Jon S. Corzine, the embattled former New Jersey politician accused of a failure at the helm of the brokerage firm MF Global, is fighting back.

Lawyers for Mr. Corzine filed a legal motion late Tuesday to dismiss a civil case against him brought by the Commodity Futures Trading Commission, the federal agency that regulated MF Global until its demise in 2011. The 30-page motion, filed in United States District Court in Manhattan, outlined the contours of Mr. Corzine’s defense and leveled a sharp critique of his federal adversary.
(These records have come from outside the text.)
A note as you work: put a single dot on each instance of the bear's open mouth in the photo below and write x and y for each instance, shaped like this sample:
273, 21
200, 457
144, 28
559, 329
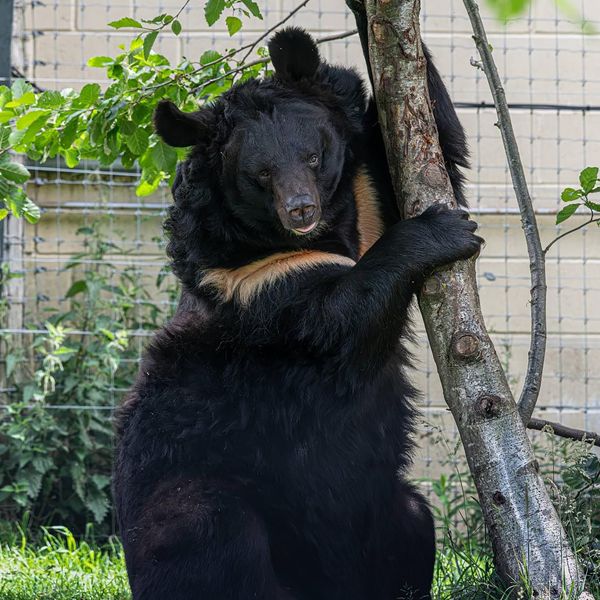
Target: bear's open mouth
305, 230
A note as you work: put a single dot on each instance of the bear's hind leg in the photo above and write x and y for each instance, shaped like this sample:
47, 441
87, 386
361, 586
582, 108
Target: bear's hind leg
198, 540
403, 556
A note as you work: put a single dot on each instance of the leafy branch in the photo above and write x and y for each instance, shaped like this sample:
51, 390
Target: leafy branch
577, 198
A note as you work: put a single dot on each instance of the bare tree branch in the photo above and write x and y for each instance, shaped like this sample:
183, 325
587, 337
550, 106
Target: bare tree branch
564, 431
537, 265
525, 530
264, 61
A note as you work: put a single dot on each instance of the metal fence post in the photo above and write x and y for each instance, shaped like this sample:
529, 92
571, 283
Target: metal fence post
6, 19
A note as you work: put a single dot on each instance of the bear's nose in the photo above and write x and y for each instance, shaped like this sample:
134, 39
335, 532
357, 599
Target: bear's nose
301, 209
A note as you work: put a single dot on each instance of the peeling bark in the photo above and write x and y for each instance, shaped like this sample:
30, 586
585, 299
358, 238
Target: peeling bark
526, 533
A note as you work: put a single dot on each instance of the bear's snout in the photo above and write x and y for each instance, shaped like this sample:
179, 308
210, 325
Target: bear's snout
301, 211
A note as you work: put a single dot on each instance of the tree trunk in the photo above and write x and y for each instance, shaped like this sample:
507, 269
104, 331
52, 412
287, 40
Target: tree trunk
528, 539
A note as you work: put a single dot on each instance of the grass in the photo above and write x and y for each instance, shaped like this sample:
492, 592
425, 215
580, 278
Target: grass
59, 567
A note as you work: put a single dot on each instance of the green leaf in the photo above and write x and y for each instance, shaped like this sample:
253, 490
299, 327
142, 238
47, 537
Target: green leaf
149, 42
77, 288
88, 96
213, 10
566, 212
31, 211
588, 178
125, 22
253, 8
164, 157
100, 61
4, 137
6, 116
71, 157
145, 188
570, 194
21, 206
233, 25
25, 100
593, 205
210, 56
28, 118
69, 133
50, 99
14, 172
20, 88
176, 27
137, 142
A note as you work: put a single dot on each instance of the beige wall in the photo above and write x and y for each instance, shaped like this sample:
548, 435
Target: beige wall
543, 59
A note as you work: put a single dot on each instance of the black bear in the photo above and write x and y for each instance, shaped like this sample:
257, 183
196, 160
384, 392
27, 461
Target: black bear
262, 450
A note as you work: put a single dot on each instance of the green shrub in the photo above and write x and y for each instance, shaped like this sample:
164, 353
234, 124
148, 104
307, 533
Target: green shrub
56, 435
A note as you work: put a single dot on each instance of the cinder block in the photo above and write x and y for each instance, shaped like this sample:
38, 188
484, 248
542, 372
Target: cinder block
49, 16
95, 15
62, 57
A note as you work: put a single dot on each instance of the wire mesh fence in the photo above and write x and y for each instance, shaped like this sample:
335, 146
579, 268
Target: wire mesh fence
552, 75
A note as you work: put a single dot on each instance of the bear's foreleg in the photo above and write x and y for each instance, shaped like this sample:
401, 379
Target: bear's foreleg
199, 541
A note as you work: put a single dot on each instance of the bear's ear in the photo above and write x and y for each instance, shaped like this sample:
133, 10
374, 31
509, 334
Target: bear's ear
294, 54
180, 129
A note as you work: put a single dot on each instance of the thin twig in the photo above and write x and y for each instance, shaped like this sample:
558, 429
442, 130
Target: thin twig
271, 29
564, 431
264, 61
537, 265
591, 220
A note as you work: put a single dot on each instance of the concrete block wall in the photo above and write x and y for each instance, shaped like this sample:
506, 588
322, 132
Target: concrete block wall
544, 60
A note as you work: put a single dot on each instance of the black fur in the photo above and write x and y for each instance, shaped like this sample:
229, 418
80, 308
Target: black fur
263, 449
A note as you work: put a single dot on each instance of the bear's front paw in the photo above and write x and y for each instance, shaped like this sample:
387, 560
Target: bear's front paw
452, 234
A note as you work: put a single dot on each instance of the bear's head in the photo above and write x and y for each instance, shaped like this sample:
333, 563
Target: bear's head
267, 157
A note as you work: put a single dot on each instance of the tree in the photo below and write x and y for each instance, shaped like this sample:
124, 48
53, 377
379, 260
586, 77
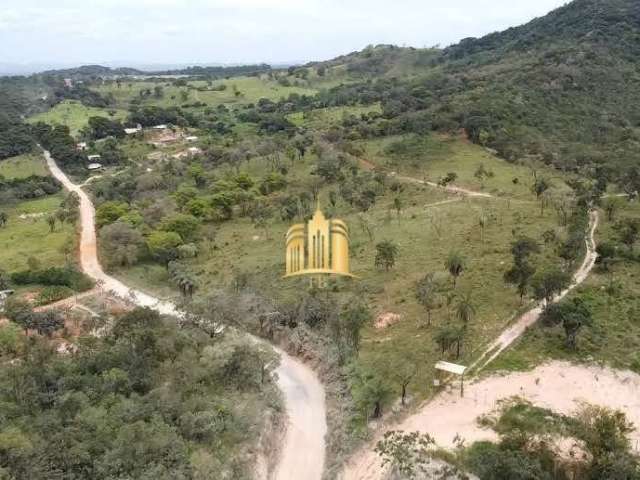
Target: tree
47, 322
465, 309
572, 315
605, 434
540, 188
163, 246
20, 312
261, 214
184, 225
521, 272
549, 283
398, 206
386, 254
449, 336
407, 453
352, 319
368, 389
121, 244
4, 280
629, 232
427, 294
455, 264
611, 206
606, 253
404, 372
109, 212
51, 221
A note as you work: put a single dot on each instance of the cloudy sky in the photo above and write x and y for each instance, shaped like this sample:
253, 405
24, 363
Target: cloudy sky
240, 31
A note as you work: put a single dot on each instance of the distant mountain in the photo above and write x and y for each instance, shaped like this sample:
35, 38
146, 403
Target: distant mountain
210, 70
564, 88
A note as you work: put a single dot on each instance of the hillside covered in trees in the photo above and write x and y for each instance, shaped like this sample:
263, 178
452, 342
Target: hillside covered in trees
563, 87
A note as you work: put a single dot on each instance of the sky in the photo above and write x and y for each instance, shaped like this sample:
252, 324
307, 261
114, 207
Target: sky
147, 32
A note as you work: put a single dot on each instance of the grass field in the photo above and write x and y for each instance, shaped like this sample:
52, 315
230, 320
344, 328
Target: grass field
431, 157
614, 299
23, 166
75, 115
425, 235
250, 89
323, 118
23, 238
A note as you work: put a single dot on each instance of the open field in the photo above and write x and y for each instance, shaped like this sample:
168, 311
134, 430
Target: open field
559, 387
614, 299
23, 238
250, 89
431, 224
75, 115
23, 166
431, 157
322, 118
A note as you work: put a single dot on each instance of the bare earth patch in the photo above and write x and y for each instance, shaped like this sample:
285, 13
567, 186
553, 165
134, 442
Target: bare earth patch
386, 319
558, 386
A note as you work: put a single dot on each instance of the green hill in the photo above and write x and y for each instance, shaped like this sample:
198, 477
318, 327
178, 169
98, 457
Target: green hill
563, 88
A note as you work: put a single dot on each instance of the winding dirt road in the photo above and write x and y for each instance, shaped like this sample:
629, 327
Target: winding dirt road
303, 451
447, 415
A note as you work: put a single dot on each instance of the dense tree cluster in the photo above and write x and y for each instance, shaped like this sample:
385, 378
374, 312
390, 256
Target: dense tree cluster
148, 400
33, 186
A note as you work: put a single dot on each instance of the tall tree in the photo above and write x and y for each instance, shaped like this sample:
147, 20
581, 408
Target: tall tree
386, 254
427, 294
455, 264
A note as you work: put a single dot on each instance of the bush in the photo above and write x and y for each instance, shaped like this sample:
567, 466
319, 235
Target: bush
53, 293
66, 277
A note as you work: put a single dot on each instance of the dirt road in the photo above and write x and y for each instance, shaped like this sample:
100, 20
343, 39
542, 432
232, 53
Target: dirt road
302, 455
525, 321
367, 165
556, 386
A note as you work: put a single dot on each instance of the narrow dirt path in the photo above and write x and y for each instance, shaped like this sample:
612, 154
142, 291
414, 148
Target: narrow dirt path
447, 415
558, 386
525, 321
368, 165
302, 455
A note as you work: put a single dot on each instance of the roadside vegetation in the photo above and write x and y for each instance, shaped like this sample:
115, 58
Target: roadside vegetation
124, 404
193, 201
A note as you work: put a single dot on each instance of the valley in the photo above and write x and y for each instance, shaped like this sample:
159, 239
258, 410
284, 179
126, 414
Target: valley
490, 190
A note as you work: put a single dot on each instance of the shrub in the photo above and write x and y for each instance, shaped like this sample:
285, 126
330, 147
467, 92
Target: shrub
67, 277
53, 293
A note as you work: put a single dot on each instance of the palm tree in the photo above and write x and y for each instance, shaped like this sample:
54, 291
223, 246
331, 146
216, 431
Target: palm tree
386, 254
455, 264
427, 294
51, 220
465, 310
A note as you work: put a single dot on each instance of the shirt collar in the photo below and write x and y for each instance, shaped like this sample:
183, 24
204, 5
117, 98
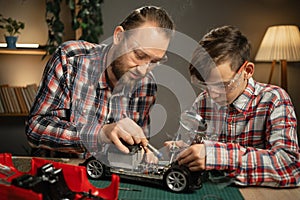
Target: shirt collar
103, 80
243, 102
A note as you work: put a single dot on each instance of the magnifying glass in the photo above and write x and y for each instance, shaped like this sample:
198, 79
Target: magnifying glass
193, 122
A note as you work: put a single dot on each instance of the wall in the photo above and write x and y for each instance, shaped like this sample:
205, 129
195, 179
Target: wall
194, 18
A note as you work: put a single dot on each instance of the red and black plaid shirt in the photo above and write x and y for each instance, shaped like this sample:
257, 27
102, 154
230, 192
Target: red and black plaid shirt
74, 100
255, 138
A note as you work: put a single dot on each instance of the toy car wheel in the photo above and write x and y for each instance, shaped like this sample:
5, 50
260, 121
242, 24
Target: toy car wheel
95, 169
176, 181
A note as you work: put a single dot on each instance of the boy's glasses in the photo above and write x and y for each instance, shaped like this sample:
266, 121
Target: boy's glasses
220, 87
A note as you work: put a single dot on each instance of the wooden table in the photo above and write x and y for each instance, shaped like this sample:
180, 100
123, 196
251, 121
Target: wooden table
260, 193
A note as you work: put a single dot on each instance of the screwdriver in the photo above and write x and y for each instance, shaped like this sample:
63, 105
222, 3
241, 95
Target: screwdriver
155, 151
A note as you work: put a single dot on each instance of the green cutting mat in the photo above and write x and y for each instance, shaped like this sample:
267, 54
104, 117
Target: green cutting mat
209, 191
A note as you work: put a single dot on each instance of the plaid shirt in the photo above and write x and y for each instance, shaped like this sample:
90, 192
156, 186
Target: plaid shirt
74, 100
254, 140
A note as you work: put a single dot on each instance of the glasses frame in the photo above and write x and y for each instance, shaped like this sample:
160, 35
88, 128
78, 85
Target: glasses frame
220, 87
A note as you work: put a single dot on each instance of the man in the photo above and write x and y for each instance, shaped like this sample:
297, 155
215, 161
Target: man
79, 104
255, 123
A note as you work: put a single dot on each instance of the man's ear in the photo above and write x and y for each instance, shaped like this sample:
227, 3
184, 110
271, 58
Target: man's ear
118, 34
249, 70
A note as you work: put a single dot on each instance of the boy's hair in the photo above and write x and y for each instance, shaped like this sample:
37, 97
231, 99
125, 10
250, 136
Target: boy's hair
219, 45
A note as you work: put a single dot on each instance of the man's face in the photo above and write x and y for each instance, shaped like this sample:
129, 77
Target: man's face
139, 52
224, 84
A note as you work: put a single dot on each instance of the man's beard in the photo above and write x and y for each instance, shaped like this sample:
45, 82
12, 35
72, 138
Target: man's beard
117, 66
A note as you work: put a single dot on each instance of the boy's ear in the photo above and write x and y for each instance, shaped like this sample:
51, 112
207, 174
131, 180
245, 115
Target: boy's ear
249, 69
118, 34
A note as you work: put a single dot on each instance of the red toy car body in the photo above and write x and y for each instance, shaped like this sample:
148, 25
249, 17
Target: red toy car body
74, 176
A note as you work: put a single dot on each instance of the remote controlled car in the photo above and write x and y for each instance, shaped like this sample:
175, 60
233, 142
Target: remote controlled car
50, 180
132, 166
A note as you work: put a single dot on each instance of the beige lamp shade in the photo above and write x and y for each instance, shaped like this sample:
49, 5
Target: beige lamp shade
280, 43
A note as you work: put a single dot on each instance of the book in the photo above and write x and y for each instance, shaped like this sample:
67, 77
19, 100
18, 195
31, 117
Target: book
3, 99
21, 99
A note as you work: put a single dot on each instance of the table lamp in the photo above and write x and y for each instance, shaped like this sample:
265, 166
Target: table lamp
280, 43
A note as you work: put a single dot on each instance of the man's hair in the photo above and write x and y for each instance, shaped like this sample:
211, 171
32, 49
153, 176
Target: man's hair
148, 14
222, 44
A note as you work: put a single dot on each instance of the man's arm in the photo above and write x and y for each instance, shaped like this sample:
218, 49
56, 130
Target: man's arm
49, 125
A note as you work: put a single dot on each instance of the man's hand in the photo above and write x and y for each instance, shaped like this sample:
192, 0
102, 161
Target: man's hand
193, 157
125, 129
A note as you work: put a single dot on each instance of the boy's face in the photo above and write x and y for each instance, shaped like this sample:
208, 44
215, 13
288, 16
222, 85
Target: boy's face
224, 84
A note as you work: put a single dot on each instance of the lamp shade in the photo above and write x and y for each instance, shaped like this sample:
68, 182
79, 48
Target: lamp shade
280, 43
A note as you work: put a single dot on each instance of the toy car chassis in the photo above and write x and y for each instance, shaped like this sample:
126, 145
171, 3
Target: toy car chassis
50, 180
174, 177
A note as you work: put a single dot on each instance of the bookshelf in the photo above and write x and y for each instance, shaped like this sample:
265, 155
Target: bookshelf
5, 51
16, 98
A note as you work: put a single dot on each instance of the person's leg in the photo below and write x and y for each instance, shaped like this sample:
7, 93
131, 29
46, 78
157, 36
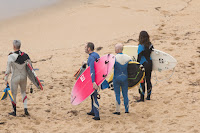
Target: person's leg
14, 86
23, 84
117, 96
142, 91
125, 95
95, 106
92, 106
149, 85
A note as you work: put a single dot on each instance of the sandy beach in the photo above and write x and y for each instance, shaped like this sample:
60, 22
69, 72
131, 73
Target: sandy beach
54, 38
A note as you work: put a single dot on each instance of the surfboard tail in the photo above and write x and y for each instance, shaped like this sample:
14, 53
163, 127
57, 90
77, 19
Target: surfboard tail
6, 92
4, 95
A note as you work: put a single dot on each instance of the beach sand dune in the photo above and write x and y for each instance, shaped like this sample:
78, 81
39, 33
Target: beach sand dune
54, 38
“There is no evidence demonstrating that Mr. Corzine knowingly directed unlawful conduct or acted without good faith,” the lawyers, Andrew J. Levander and Benjamin E. Rosenberg at Dechert, said in the motion. “Rather than acknowledge that reality and move on, the C.F.T.C. has clung to its baseless presumptions and manufactured charges of wrongdoing that are supposedly connected to Mr. Corzine.”

The trading commission’s case, filed in June, stems from the largest Wall Street collapse since the financial crisis. Mr. Corzine, a former New Jersey senator and governor, ran MF Global when it collapsed into bankruptcy in October 2011, a blowup that coincided with the brokerage’s apparent misuse of customer money.

Mr. Corzine’s risk taking, the trading commission claims, paved the way to the firm’s demise. And as chief executive, according to the government, he failed to prevent a lower-level employee from using customer money for its own purposes. The commission also sued that employee, Edith O’Brien, an assistant treasurer, who oversaw the transfer of customer money from the firm’s Chicago office to banks like JPMorgan Chase. Customer money is supposed to be sacrosanct on Wall Street, where brokerages are required to keep it segregated from their own funds.

The commission did not accuse Mr. Corzine of authorizing the breach of more than $1 billion in customer money, or even knowing that the wrongdoing had happened. Instead, the suit hinged on his supposed failure to “diligently supervise” the firm as it raided the client accounts. The suit also argued that Mr. Corzine was subject to so-called control person liability, a legal provision that allows for the punishment of executives for the bad acts of lower-level employees.